ANTIFEMINISMES : FAUX ARGUMENTS.

Certain-e-s antiféministes accusent le
collage d’être essentialiste. Or le fait de partir de situations
d’oppressions sexistes réellement vécues ne revient pas à revendiquer une
identité féminine. Pour sortir d’une cage encore faut-il être capable d’en
voir les barreaux. Nous partons de vécus de femmes en tant que catégorie
construite socialement parce que nous n’attendons pas que les dominants
nous libèrent ou aillent à l’encontre de leurs intérêts. Nous dénonçons
les analyses libérales et hypocrites des hommes qui affirment ne pas se
reconnaître dans la catégorie ’’hommes’’ tout en continuant à tirer des
privilèges qui découlent systématiquement de cette position sociale et
auxquels ils ne sont pas prêts à renoncer.

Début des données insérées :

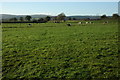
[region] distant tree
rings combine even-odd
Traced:
[[[65,14],[64,13],[61,13],[57,16],[57,19],[60,20],[60,21],[65,21]]]
[[[72,20],[72,18],[71,18],[71,17],[69,17],[69,18],[68,18],[68,20]]]
[[[23,21],[24,20],[24,18],[23,17],[20,17],[20,21]]]
[[[107,16],[105,14],[101,16],[101,19],[106,19],[106,18]]]
[[[118,15],[118,14],[113,14],[112,15],[112,18],[114,18],[114,19],[117,19],[117,18],[119,18],[120,16]]]
[[[50,19],[51,19],[50,16],[45,17],[45,21],[50,21]]]
[[[10,21],[14,21],[15,22],[15,21],[17,21],[17,18],[16,17],[11,18]]]
[[[31,18],[32,18],[31,16],[26,16],[26,17],[25,17],[25,19],[26,19],[27,21],[30,21]]]
[[[43,18],[39,18],[38,22],[45,22],[45,20]]]
[[[76,20],[76,18],[73,18],[73,20]]]
[[[32,20],[32,22],[36,23],[36,22],[38,22],[38,20],[36,20],[36,19],[33,19],[33,20]]]

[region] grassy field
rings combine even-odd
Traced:
[[[2,24],[3,80],[118,78],[118,25],[101,22]]]

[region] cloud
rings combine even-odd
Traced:
[[[0,2],[119,2],[119,0],[0,0]]]

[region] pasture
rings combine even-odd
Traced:
[[[93,22],[3,23],[3,80],[118,78],[117,22]]]

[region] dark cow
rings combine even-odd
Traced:
[[[67,26],[71,26],[71,24],[70,24],[70,23],[67,23]]]

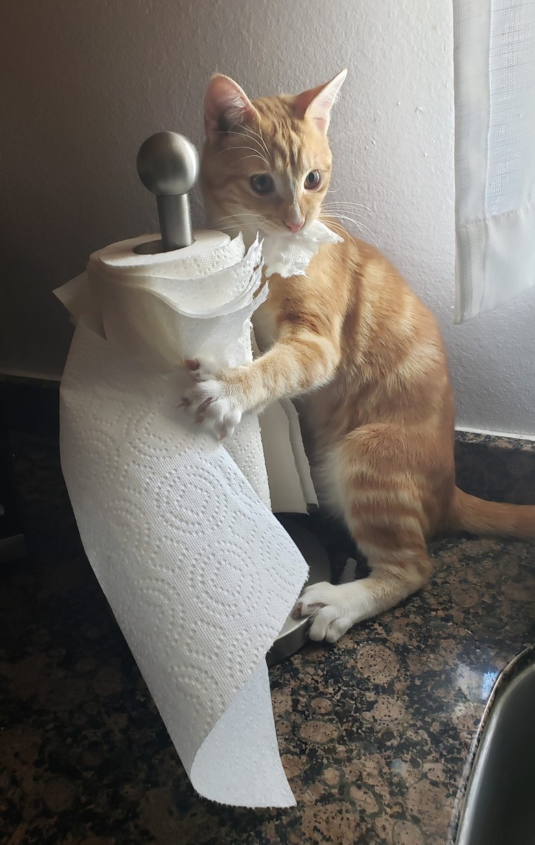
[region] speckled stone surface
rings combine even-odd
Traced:
[[[53,443],[14,442],[32,556],[0,569],[3,845],[448,842],[494,681],[533,642],[533,547],[435,542],[425,591],[273,667],[297,807],[221,807],[193,793],[84,556]],[[457,445],[462,486],[535,502],[533,444],[501,446]]]

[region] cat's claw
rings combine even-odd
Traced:
[[[349,602],[343,601],[342,585],[322,581],[307,586],[294,609],[295,619],[308,616],[311,640],[336,642],[351,627]]]
[[[182,394],[183,407],[197,424],[211,428],[218,439],[231,437],[243,412],[225,389],[220,378],[222,368],[207,358],[184,362],[195,384]]]

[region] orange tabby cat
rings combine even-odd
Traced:
[[[376,249],[322,212],[331,175],[327,131],[346,72],[298,96],[251,101],[228,77],[205,98],[201,168],[210,224],[252,241],[324,220],[343,243],[324,245],[306,276],[269,280],[257,313],[272,346],[251,364],[189,361],[185,396],[219,436],[241,415],[304,397],[322,469],[323,503],[342,516],[371,574],[308,587],[297,615],[311,637],[338,640],[428,580],[426,539],[449,530],[535,537],[535,506],[484,502],[455,486],[454,406],[433,315]]]

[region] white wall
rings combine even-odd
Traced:
[[[163,128],[201,143],[213,71],[235,76],[254,96],[310,87],[347,64],[332,123],[332,199],[374,210],[370,227],[385,252],[437,313],[458,423],[535,434],[535,297],[451,324],[449,0],[18,0],[8,8],[1,371],[61,373],[71,330],[51,289],[80,272],[92,250],[155,228],[138,148]]]

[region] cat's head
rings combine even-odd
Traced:
[[[317,219],[331,178],[327,132],[345,79],[296,96],[249,100],[218,74],[204,98],[206,143],[201,188],[211,226],[261,235],[290,235]]]

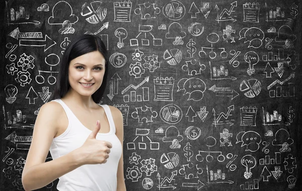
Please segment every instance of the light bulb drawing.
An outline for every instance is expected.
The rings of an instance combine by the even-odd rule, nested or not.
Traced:
[[[256,162],[255,157],[249,154],[242,157],[241,163],[246,167],[246,171],[244,172],[244,177],[246,179],[249,179],[252,177],[252,173],[251,172],[251,169],[256,166]]]
[[[249,68],[248,68],[248,74],[251,76],[255,73],[254,65],[257,64],[259,61],[259,57],[258,55],[254,51],[248,52],[244,55],[244,60],[249,63]]]
[[[118,38],[118,43],[117,43],[117,47],[119,49],[124,47],[124,43],[123,40],[127,38],[128,33],[124,28],[118,28],[115,30],[114,32],[115,36]]]
[[[295,185],[295,182],[296,181],[295,177],[291,175],[287,177],[287,182],[288,182],[288,188],[290,189],[293,188]]]
[[[18,93],[17,87],[13,84],[8,85],[4,89],[4,92],[6,95],[6,100],[10,104],[12,104],[16,100],[16,95]]]

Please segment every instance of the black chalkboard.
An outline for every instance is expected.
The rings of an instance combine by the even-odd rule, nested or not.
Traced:
[[[0,190],[23,189],[39,109],[66,45],[84,33],[110,53],[101,103],[123,115],[127,190],[302,190],[300,1],[1,7]]]

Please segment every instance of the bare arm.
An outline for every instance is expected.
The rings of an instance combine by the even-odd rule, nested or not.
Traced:
[[[116,127],[115,134],[121,141],[122,144],[122,155],[118,162],[117,167],[117,191],[126,190],[126,185],[124,179],[124,162],[123,160],[123,140],[124,138],[124,128],[123,126],[123,115],[120,111],[114,107],[110,107],[112,113],[114,124]]]
[[[82,165],[107,161],[107,152],[110,152],[109,148],[112,145],[106,141],[95,139],[100,128],[99,124],[82,146],[64,156],[45,162],[56,132],[56,123],[58,115],[62,113],[60,109],[63,108],[57,104],[52,102],[43,105],[36,120],[33,139],[22,172],[22,184],[27,191],[44,186]],[[104,145],[106,146],[104,146]],[[101,147],[103,151],[100,150]]]

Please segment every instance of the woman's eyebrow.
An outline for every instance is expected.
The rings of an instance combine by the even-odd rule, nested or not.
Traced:
[[[73,65],[76,65],[76,64],[79,64],[79,65],[82,65],[82,66],[86,66],[86,65],[85,65],[85,64],[84,64],[78,63],[76,63],[76,64],[73,64]],[[103,64],[97,64],[96,65],[94,65],[94,67],[95,67],[95,66],[103,66]]]

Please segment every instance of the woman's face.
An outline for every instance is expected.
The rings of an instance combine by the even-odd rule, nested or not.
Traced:
[[[92,95],[102,85],[105,63],[105,58],[97,51],[72,60],[68,68],[68,80],[71,90],[83,96]]]

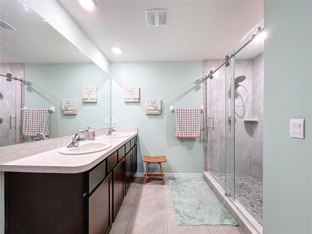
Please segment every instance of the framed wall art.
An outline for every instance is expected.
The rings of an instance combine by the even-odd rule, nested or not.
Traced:
[[[145,100],[145,114],[146,115],[160,115],[161,114],[161,100],[160,99],[147,99]]]
[[[140,88],[138,86],[125,87],[124,99],[125,102],[138,102],[140,101]]]
[[[98,87],[83,87],[82,102],[98,102]]]
[[[62,114],[63,115],[77,115],[77,99],[65,99],[62,100]]]

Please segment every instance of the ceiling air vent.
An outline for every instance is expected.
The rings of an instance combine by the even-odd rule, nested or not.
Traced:
[[[4,30],[16,30],[15,28],[11,26],[6,22],[0,19],[0,29]]]
[[[163,26],[167,23],[166,9],[152,9],[146,11],[146,22],[148,26]]]

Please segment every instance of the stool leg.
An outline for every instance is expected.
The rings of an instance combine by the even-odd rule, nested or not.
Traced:
[[[144,180],[143,181],[143,184],[145,184],[146,182],[146,176],[147,176],[147,171],[148,171],[148,165],[150,165],[150,162],[147,163],[147,165],[146,165],[146,171],[145,172],[145,175],[144,175]]]
[[[159,167],[160,168],[160,173],[161,173],[161,178],[162,178],[162,184],[165,184],[165,179],[164,179],[164,174],[162,173],[162,168],[161,168],[161,163],[158,162],[159,164]]]

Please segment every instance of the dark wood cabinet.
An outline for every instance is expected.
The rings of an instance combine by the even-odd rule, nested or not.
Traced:
[[[6,234],[83,232],[82,174],[5,173]]]
[[[5,172],[5,233],[108,234],[136,164],[135,136],[83,173]]]
[[[88,203],[88,233],[108,234],[111,229],[112,182],[111,173],[86,198]]]
[[[114,176],[114,221],[116,218],[125,196],[125,159],[123,158],[113,171]]]
[[[135,145],[132,149],[132,177],[135,177],[137,169],[137,156],[136,156],[136,145]]]
[[[126,191],[126,195],[128,193],[128,190],[130,186],[131,183],[131,179],[132,179],[132,173],[131,173],[131,155],[132,154],[132,151],[130,151],[125,157],[126,160],[126,181],[125,184],[125,190]]]

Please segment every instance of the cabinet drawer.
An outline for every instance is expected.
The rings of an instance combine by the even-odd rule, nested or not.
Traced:
[[[125,156],[125,146],[123,145],[118,150],[118,161],[120,161]]]
[[[132,149],[135,146],[135,138],[133,138],[130,140],[130,148]]]
[[[131,149],[130,140],[125,144],[125,146],[126,147],[126,154],[128,154],[128,152],[130,151]]]
[[[89,173],[89,193],[105,177],[106,161],[104,161]]]
[[[107,172],[110,172],[117,164],[117,151],[116,151],[107,158]]]

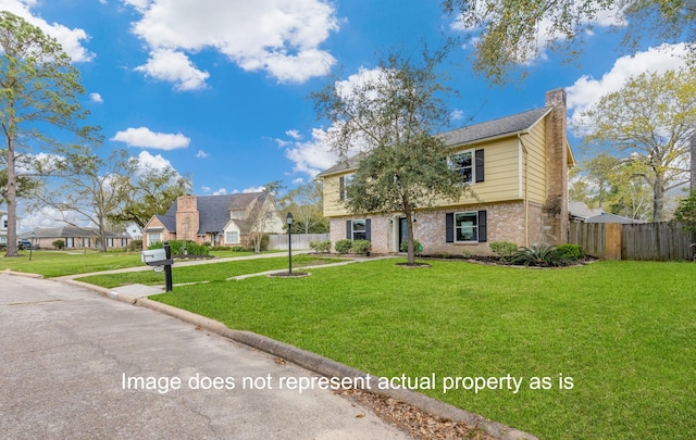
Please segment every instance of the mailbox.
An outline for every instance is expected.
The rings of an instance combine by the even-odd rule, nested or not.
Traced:
[[[149,251],[142,251],[140,260],[148,266],[163,266],[167,264],[166,261],[169,259],[166,257],[166,251],[164,249],[152,249]]]

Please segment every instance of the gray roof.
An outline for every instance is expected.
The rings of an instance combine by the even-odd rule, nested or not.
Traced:
[[[543,106],[539,109],[529,110],[511,116],[469,125],[451,131],[445,131],[438,136],[445,139],[445,143],[449,147],[462,146],[501,136],[513,136],[532,128],[539,120],[542,120],[542,117],[546,116],[551,109],[551,106]],[[360,154],[344,159],[331,168],[319,173],[318,177],[355,169],[358,167],[360,159]]]
[[[65,238],[65,237],[99,237],[97,228],[79,228],[76,226],[59,226],[54,228],[37,228],[29,232],[22,232],[17,237],[32,238],[32,232],[36,238]],[[105,237],[128,238],[125,234],[107,230]]]
[[[263,203],[265,201],[265,192],[243,192],[237,194],[197,197],[196,204],[198,208],[199,222],[198,235],[221,232],[225,225],[227,225],[227,222],[229,222],[231,210],[244,210],[256,199],[259,199],[259,202]],[[177,201],[175,200],[170,209],[166,210],[164,215],[157,216],[160,222],[162,222],[162,225],[164,225],[166,230],[171,232],[176,231],[176,210]]]
[[[511,116],[469,125],[452,131],[446,131],[439,136],[445,138],[445,142],[450,147],[506,135],[512,136],[532,128],[551,109],[551,106],[543,106],[539,109],[529,110]]]

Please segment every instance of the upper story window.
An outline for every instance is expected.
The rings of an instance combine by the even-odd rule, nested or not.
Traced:
[[[449,159],[450,166],[461,176],[463,184],[472,184],[474,181],[474,154],[473,151],[463,151],[452,154]]]
[[[459,173],[462,184],[484,180],[484,150],[467,150],[449,158],[449,166]]]
[[[338,177],[338,200],[348,200],[348,186],[352,181],[352,174]]]

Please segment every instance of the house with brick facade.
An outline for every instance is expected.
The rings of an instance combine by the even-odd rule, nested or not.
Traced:
[[[183,196],[142,228],[142,246],[191,240],[213,246],[245,246],[249,234],[283,234],[285,221],[268,192]]]
[[[575,164],[567,134],[566,92],[546,93],[539,109],[442,135],[449,163],[477,198],[437,200],[415,212],[413,235],[425,253],[489,254],[492,241],[559,244],[568,237],[568,172]],[[402,213],[351,213],[345,188],[358,168],[349,158],[319,174],[331,240],[368,239],[372,251],[399,252]]]

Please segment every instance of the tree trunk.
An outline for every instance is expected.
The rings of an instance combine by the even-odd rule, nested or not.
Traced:
[[[14,168],[14,141],[8,137],[8,251],[5,256],[20,256],[17,249],[17,175]]]
[[[408,253],[407,253],[407,262],[408,264],[414,264],[415,263],[415,249],[413,246],[413,211],[412,210],[406,210],[405,211],[406,214],[406,230],[408,231],[407,235],[409,236],[408,239]]]
[[[662,180],[656,178],[654,197],[652,197],[652,222],[662,221],[662,210],[664,208],[664,189],[662,188]]]

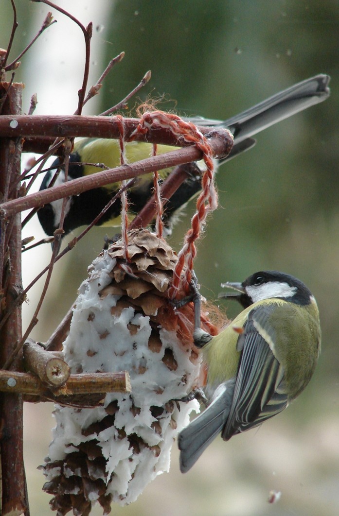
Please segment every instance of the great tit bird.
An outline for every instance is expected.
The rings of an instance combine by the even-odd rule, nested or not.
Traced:
[[[234,136],[233,149],[228,156],[219,164],[230,159],[255,143],[251,137],[266,127],[310,106],[321,102],[329,95],[328,85],[330,78],[328,75],[318,75],[291,86],[240,115],[221,121],[195,118],[186,119],[197,125],[221,126],[229,129]],[[159,145],[158,153],[173,150],[173,148]],[[126,145],[128,162],[135,161],[148,157],[150,155],[151,144],[131,142]],[[82,162],[87,164],[75,164]],[[88,164],[102,164],[109,167],[118,166],[120,164],[119,143],[114,139],[102,138],[83,139],[76,142],[70,155],[68,169],[68,179],[95,173],[102,169]],[[48,188],[56,172],[61,166],[59,159],[52,165],[51,169],[45,174],[40,190]],[[62,168],[62,167],[61,167]],[[161,171],[163,179],[170,169]],[[166,205],[165,224],[170,232],[170,219],[172,215],[201,189],[201,174],[197,168],[197,173],[193,174],[178,188]],[[61,170],[55,184],[65,181],[65,173]],[[88,225],[100,213],[110,200],[118,191],[120,184],[108,185],[80,194],[70,198],[67,202],[64,223],[65,234],[81,225]],[[152,193],[153,180],[151,174],[138,178],[135,185],[128,192],[130,211],[137,213],[145,205]],[[48,235],[52,235],[59,227],[63,200],[45,205],[38,212],[40,223]],[[117,199],[105,215],[100,219],[99,225],[118,225],[120,212],[120,200]]]
[[[208,367],[210,404],[179,434],[180,467],[188,471],[217,436],[225,441],[286,408],[305,388],[320,350],[319,312],[299,280],[276,271],[256,272],[222,286],[244,310],[212,337],[197,328]]]

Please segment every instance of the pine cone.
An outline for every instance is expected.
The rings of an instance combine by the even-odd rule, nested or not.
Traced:
[[[132,392],[107,394],[102,407],[56,406],[40,467],[58,516],[135,501],[168,471],[176,435],[198,411],[195,400],[175,401],[197,386],[201,364],[192,303],[175,310],[167,295],[177,256],[146,230],[131,232],[128,252],[130,262],[120,240],[89,268],[64,352],[73,374],[129,371]]]

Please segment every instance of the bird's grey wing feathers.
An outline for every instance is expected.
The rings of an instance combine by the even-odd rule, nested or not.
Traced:
[[[229,412],[235,383],[232,379],[220,385],[210,405],[179,433],[178,445],[181,473],[192,467],[221,431]]]
[[[288,404],[284,369],[269,344],[258,332],[258,321],[265,326],[271,306],[250,312],[244,326],[245,337],[240,357],[229,416],[223,430],[225,440],[281,412]]]

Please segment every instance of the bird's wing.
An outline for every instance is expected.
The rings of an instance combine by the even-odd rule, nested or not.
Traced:
[[[243,348],[229,416],[222,434],[225,440],[257,426],[288,405],[284,369],[272,351],[274,328],[267,330],[264,337],[256,327],[259,324],[268,328],[272,310],[277,309],[276,305],[261,305],[253,310],[239,337]]]

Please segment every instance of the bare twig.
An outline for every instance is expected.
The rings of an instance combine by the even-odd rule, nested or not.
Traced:
[[[125,52],[121,52],[118,56],[116,56],[115,57],[114,57],[113,59],[111,60],[104,70],[103,73],[101,74],[96,84],[89,88],[89,91],[87,93],[87,96],[84,100],[84,106],[90,99],[92,99],[95,95],[98,94],[99,90],[102,86],[102,82],[107,74],[111,71],[111,69],[114,66],[114,65],[116,64],[117,63],[119,63],[124,57]]]
[[[12,5],[12,9],[13,9],[13,24],[12,25],[11,35],[9,37],[9,41],[8,42],[8,45],[7,45],[7,51],[6,53],[6,56],[5,56],[4,61],[2,63],[2,67],[5,67],[6,66],[6,63],[7,62],[9,53],[11,51],[12,45],[13,44],[13,41],[14,40],[14,36],[16,34],[16,30],[18,28],[18,26],[19,25],[17,19],[17,8],[16,7],[16,4],[14,3],[14,0],[10,0],[10,2]]]
[[[38,104],[38,96],[36,93],[33,93],[30,98],[30,104],[28,109],[28,115],[33,115],[35,111],[35,108]]]
[[[46,18],[43,21],[43,23],[39,30],[39,32],[33,38],[30,43],[28,43],[26,48],[24,49],[22,52],[20,52],[18,57],[16,57],[15,59],[13,59],[11,63],[10,63],[9,64],[7,64],[7,66],[5,67],[5,70],[6,72],[9,71],[10,70],[15,70],[16,68],[18,68],[20,64],[19,60],[22,57],[24,54],[26,54],[28,50],[29,50],[32,45],[34,44],[34,43],[36,41],[38,38],[41,36],[43,31],[51,25],[52,25],[53,23],[56,23],[56,20],[53,20],[52,13],[48,12]]]
[[[143,77],[134,89],[131,91],[130,93],[127,95],[125,99],[118,102],[118,104],[116,104],[115,106],[113,106],[113,107],[110,108],[106,111],[104,111],[103,113],[101,114],[101,116],[107,116],[107,115],[111,115],[111,113],[114,113],[116,111],[118,111],[119,109],[125,109],[127,107],[127,102],[131,99],[131,97],[135,95],[135,93],[137,93],[139,90],[141,90],[142,88],[147,84],[147,83],[150,80],[151,76],[151,73],[150,70],[144,75]]]
[[[45,349],[47,351],[57,351],[63,349],[63,343],[69,331],[74,308],[74,305],[72,304],[45,343]]]
[[[0,98],[0,113],[2,112],[3,110],[3,106],[4,105],[5,102],[6,102],[6,100],[7,98],[7,95],[8,95],[9,92],[10,91],[10,89],[12,84],[13,84],[13,82],[14,80],[14,78],[15,76],[16,76],[15,73],[13,73],[12,74],[12,76],[11,77],[11,79],[9,82],[8,87],[6,88],[6,91],[4,92],[4,94],[2,95],[1,98]]]

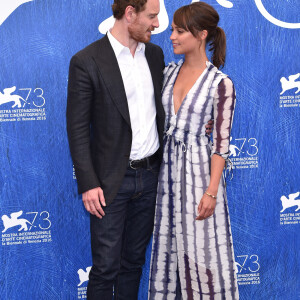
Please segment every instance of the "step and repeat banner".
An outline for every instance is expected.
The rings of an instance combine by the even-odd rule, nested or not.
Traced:
[[[0,0],[0,298],[84,299],[89,216],[66,135],[70,58],[112,26],[110,0]],[[152,41],[190,0],[161,0]],[[193,1],[195,2],[195,1]],[[240,299],[300,299],[300,3],[207,0],[235,83],[228,181]],[[147,298],[150,251],[139,299]]]

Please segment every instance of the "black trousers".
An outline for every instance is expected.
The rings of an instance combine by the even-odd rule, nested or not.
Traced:
[[[88,300],[137,299],[147,244],[153,231],[159,163],[128,167],[103,219],[90,216],[93,266]]]

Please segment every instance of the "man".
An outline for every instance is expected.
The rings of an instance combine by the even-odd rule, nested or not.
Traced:
[[[115,0],[115,25],[70,62],[67,130],[90,212],[88,299],[137,299],[162,157],[159,0]]]

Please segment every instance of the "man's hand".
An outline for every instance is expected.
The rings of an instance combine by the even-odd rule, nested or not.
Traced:
[[[106,206],[103,191],[100,187],[94,188],[82,194],[85,209],[99,219],[105,216],[102,206]]]
[[[216,207],[217,200],[204,194],[199,205],[198,214],[196,220],[204,220],[213,215]]]
[[[212,133],[212,131],[213,131],[213,127],[214,127],[214,120],[209,120],[208,122],[207,122],[207,124],[205,125],[205,133],[207,134],[207,135],[210,135],[211,133]]]

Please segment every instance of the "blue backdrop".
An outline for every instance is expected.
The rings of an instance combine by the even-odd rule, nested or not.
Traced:
[[[69,155],[66,87],[71,56],[109,28],[111,2],[0,0],[1,299],[86,297],[89,218]],[[190,2],[161,1],[152,41],[166,63],[179,59],[169,22]],[[300,2],[207,3],[221,16],[224,72],[237,90],[228,199],[240,298],[300,299]]]

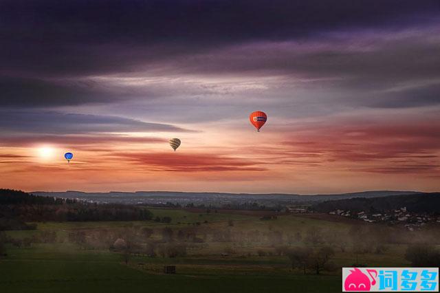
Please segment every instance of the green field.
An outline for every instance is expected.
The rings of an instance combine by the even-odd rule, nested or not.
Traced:
[[[153,230],[148,241],[159,241],[165,227],[177,231],[195,229],[197,236],[209,235],[216,229],[227,230],[234,236],[258,230],[261,235],[273,231],[283,232],[283,246],[304,246],[304,240],[287,243],[290,233],[305,235],[311,228],[322,232],[347,232],[352,226],[346,222],[310,219],[302,216],[281,215],[263,221],[258,216],[220,213],[190,213],[182,210],[152,209],[155,216],[168,216],[170,224],[146,221],[47,222],[38,223],[36,230],[8,231],[14,239],[38,236],[47,231],[56,233],[52,243],[32,243],[30,247],[6,245],[7,256],[0,260],[1,292],[340,292],[340,268],[356,261],[349,244],[345,251],[335,249],[333,270],[319,275],[313,271],[303,274],[292,269],[288,257],[274,253],[276,248],[267,241],[250,241],[244,239],[215,241],[205,236],[202,243],[190,243],[186,255],[155,257],[133,252],[126,263],[121,252],[94,246],[96,233],[104,230],[115,235],[126,231]],[[72,231],[84,232],[87,245],[69,241]],[[341,234],[342,233],[342,234]],[[160,247],[159,243],[157,247]],[[319,245],[318,245],[319,246]],[[142,245],[141,245],[142,246]],[[360,263],[369,266],[408,265],[404,258],[405,245],[388,246],[384,253],[362,253]],[[165,264],[176,265],[176,274],[166,274]]]

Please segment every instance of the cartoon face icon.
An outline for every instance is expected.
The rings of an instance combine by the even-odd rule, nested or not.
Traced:
[[[371,272],[377,272],[375,270],[367,270],[368,274],[373,279],[373,283],[370,279],[357,268],[351,270],[350,274],[345,279],[344,288],[345,291],[370,291],[371,285],[376,283],[375,278],[371,276]],[[371,272],[370,272],[371,271]]]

ANTIFEMINISTES : PORTE PAROLE DES AGRESSEURS.

L’antiféminisme (de l’antiféminisme des fascistes…à l’antiféminisme des communistes ou
anarchistes) est une expression directe de la misogynie. Les
antiféministes, femmes comme hommes, ont la haine des femmes. Cependant
nous ne mettons pas sur le même plan ces deux positions. Pour les femmes
l’antiféminisme provient en grande partie d’une position de survie qui
passe par l’association avec les dominants, l’identification aux
oppresseurs, et la haine de soi. Alors que pour les hommes antiféministes,
il s’agit d’une position de solidarité masculine. Être solidaire des
agresseurs est un moyen pour eux de se couvrir, tout en couvrant les
autres et d’asseoir le pouvoir des hommes contre les femmes. Les
agresseurs instrumentalisent ou rallient des femmes misogynes contre les
femmes qu’ils ont agressés, ou leurs soutiens, soit préventivement, soit
pour poursuivre leur sale boulot d’agression et maintenir leur place dans
un espace.

ANTIFEMINISTES : UN SEUL BUT REHABILITER LES AGRESSEURS.
Les antiféministes nous attaquent, nous culpabilisent, et inversent les
responsabilités en faisant de l’opprimée une ’’oppresseuse’’. Ils/elles
cherchent à discréditer les femmes ayant subi des violences sexistes et
leurs soutiens par tous les moyens. Ils/elles utilisent les pratiques des
agresseurs : validation de la victimisation des agresseurs, manipulations
et calomnies. Ils/elles attaquent de manière insidieuse les femmes en leur
renvoyant à la gueule les violences sexistes qu’elles ont subies. Enfin,
les antiféministes sont des poukaves (préviennent, informent les
agresseurs) et mettent en danger la vie des femmes ayant subi des
violences sexistes. Les antiféministes sont prêts à défier toutes
logiques, rationalités, et tous principes éthiques. Ils/elles n’ont qu’un
seul objectif : réhabiliter les agresseurs. Et en plus de cela, ils/elles
nous accusent d’’’inefficacité’’ dans nos luttes contre des systèmes
d’oppressions hétéro-patriarcaux contre lesquelles ils/elles ne luttent
pas mais contribuent à les renforcer. Les antiféministes sont incapables
d’entraide envers les femmes ayant subi des violences sexistes, ils/elles
sont contre l’ostracisation des agresseurs, et de plus, ils/elles
cherchent à décourager, démobiliser et réprimer toutes formes d’entraide,
de solidarité et d’actions contre les violences hétérosexistes, en étant
contre la non mixité offensive.

AGRESSIONS D’ANARCHISTES-FEMINISTES AU TRANSFO PENDANT, ET APRES LE COLLAGE.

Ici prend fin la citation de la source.